Real Estate

Buying Property With A Friend: What Do You Need To Know

So, you’re thinking of buying property with a friend? This might be because you don’t have enough money to buy it on your own or just because you both think it is a great investment (and it is!).

Well, whatever the reason might be, there are some heavy pitfalls to watch out for and things to consider before you sign any contract. I’m not saying it is a bad thing to go into property investing with a friend, in contrast, I actually think it is a good idea, but I would definitely suggest that you read these tips and warnings first.

Make sure you’re on the same page

The first thing you should do is figure out the reason you want to buy this property. Is it going to be a rental property or do you want to flip it as soon as possible? This is probably the most important thing to discuss because if you’re not on the same page when it comes to the reason for the purchase it can have nasty consequences.

Just imagine one of you are entering the deal with the mindset that you are going to flip the property and your partner thinks you are going to get a tenant to rent the place. From the beginning, there will then be friction between you and if you can’t solve this problem it could cause you to lose the property or worse, law suites or a destroyed friendship.

Determine your investment shares

Are you going to enter the deal with a 50/50 partnership or are one of you going to own more than the other?

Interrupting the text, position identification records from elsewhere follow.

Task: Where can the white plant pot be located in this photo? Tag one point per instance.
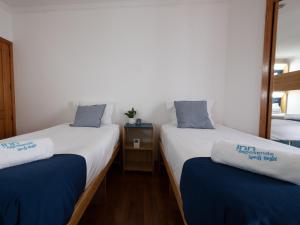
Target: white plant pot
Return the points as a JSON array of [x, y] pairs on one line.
[[131, 120]]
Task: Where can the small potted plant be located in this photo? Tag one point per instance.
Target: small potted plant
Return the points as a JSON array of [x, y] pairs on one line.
[[131, 114]]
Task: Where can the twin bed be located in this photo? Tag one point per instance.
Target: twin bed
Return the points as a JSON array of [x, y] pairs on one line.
[[58, 190], [215, 194]]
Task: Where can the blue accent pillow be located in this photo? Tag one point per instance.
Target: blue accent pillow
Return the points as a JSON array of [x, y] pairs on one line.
[[192, 114], [89, 116]]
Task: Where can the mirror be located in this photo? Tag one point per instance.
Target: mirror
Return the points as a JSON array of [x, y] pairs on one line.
[[285, 118]]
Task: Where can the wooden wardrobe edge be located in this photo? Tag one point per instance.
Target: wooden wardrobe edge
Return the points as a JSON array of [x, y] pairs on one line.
[[173, 182], [11, 57], [90, 191]]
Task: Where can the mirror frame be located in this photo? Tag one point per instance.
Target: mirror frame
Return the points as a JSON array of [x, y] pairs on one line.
[[286, 82], [271, 22]]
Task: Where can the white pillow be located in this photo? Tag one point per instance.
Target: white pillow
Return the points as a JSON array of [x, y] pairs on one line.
[[171, 108], [108, 112]]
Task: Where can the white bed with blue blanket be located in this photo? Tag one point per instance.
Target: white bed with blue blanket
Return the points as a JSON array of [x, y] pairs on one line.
[[215, 194], [50, 191]]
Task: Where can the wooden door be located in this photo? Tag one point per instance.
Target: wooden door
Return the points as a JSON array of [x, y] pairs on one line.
[[7, 112]]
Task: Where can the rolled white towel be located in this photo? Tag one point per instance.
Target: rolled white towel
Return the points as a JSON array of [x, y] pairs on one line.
[[19, 152], [276, 163]]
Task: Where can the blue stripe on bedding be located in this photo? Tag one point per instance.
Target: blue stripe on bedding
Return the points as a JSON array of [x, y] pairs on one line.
[[216, 194], [42, 192]]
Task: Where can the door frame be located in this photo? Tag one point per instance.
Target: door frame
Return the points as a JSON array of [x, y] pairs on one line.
[[268, 70], [12, 82]]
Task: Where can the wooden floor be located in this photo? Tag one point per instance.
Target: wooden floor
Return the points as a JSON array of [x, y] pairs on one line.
[[133, 199]]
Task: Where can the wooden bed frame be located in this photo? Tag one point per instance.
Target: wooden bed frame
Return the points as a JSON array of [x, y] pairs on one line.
[[172, 182], [91, 190]]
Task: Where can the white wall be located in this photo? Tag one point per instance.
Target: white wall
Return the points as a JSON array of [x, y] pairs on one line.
[[244, 65], [293, 106], [295, 64], [131, 55], [5, 22]]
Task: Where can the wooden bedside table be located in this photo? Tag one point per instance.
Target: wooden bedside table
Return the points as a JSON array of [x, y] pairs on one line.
[[138, 158]]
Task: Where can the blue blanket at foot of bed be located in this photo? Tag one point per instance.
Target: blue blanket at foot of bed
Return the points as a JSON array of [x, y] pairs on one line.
[[216, 194], [42, 192]]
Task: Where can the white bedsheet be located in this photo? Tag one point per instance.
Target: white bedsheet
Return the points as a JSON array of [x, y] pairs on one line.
[[94, 144], [183, 144], [287, 130]]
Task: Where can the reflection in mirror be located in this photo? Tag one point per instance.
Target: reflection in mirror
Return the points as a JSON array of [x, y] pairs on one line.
[[285, 126]]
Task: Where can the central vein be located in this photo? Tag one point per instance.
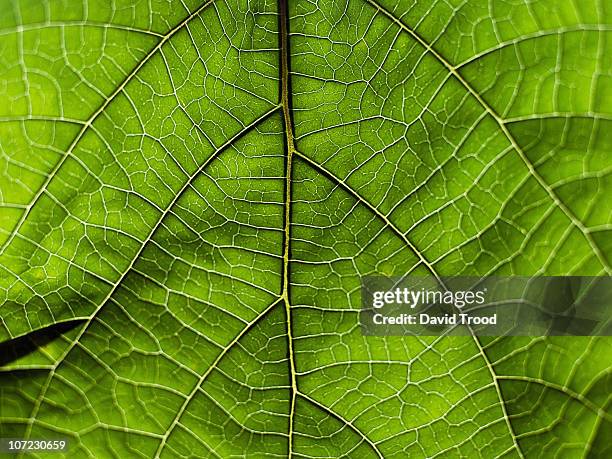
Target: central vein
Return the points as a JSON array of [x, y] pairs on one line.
[[290, 146]]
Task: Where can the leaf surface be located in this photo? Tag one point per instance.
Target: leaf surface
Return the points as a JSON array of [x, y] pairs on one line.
[[191, 192]]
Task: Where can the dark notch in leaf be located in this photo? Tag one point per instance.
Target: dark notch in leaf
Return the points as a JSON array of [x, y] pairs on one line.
[[14, 349]]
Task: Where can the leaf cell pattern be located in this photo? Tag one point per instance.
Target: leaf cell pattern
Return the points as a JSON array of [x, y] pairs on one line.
[[190, 192]]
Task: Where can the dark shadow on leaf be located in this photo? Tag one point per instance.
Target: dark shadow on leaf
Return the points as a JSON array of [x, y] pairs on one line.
[[14, 349]]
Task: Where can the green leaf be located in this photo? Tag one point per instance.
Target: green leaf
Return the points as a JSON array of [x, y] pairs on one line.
[[190, 193]]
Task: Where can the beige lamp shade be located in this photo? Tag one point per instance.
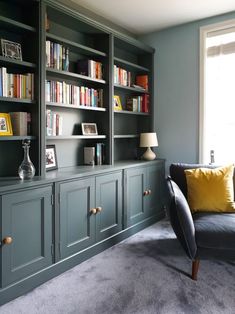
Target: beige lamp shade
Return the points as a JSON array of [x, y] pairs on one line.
[[148, 140]]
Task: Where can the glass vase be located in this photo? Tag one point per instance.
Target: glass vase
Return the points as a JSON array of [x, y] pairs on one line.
[[26, 169]]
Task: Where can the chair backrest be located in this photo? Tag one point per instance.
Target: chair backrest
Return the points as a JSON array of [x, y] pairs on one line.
[[181, 219]]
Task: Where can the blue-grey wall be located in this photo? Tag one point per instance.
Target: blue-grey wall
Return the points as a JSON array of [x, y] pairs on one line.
[[177, 89]]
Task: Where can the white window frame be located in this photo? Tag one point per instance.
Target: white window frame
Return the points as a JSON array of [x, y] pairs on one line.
[[204, 30]]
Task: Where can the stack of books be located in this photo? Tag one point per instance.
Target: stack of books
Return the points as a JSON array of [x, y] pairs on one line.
[[122, 76], [142, 81], [90, 68], [57, 56], [21, 123], [16, 85], [54, 123], [138, 103]]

It is advised that when entering a property deal with a friend, you should use a 50/50% share distribution. This way both of you have equal rights and everything that needs to be paid (levies, rates, and taxes, etc.) can be easily allocated. As soon as you have an uneven shares structure things can become a bit more difficult.

You should also decide from day one, who pays what and when. This is sort off common sense but I thought I will still talk about this. When you own a property there are certain costs that you will have to incur. Whether it is levies that need to be paid or maintenance costs, you can’t avoid it. It is, therefore, wise to decide from day one who is eligible for what payment. My suggestion is that you split it according to the shares split of the property.

Sign a contract and keep record

This is the most important step of them all. As soon as you enter into a deal with your friend, make sure you have a legal contract drawn up with all the ins and outs of the deal. This will include things like share distribution, what happens when the one can’t keep his end of the deal, etc. Try and get this part done the right way by going to a legal firm to draw up a contract. This way you both know that you’re covered, should something go wrong.

You should also keep all documents that have to do with the property. If you’ve done any maintenance, keep those invoices, or if the tenant broke something and you had to pay for it, keep the correspondence and all receipts.

Ensure both of you will be able to pay the mortgage payment

It has happened a lot in the past where two people buy into real estate property and both are able to make their payments initially but later on, something happens to the one, like job loss, and then he’s not able to make his monthly payments anymore. If he hasn’t got a plan in order to get his finances sorted out and make his payments, it could affect your credit record as well.

Make sure that both of you have a backup plan in case one of you aren’t able to make the payments anymore.

Final thoughts

In conclusion, I think it can be wise buying property with a friend if you have all the necessary documentation and precautions in place. Buying with a friend has a lot of advantages, but could also end up ruining your credit record if you don’t follow the necessary steps.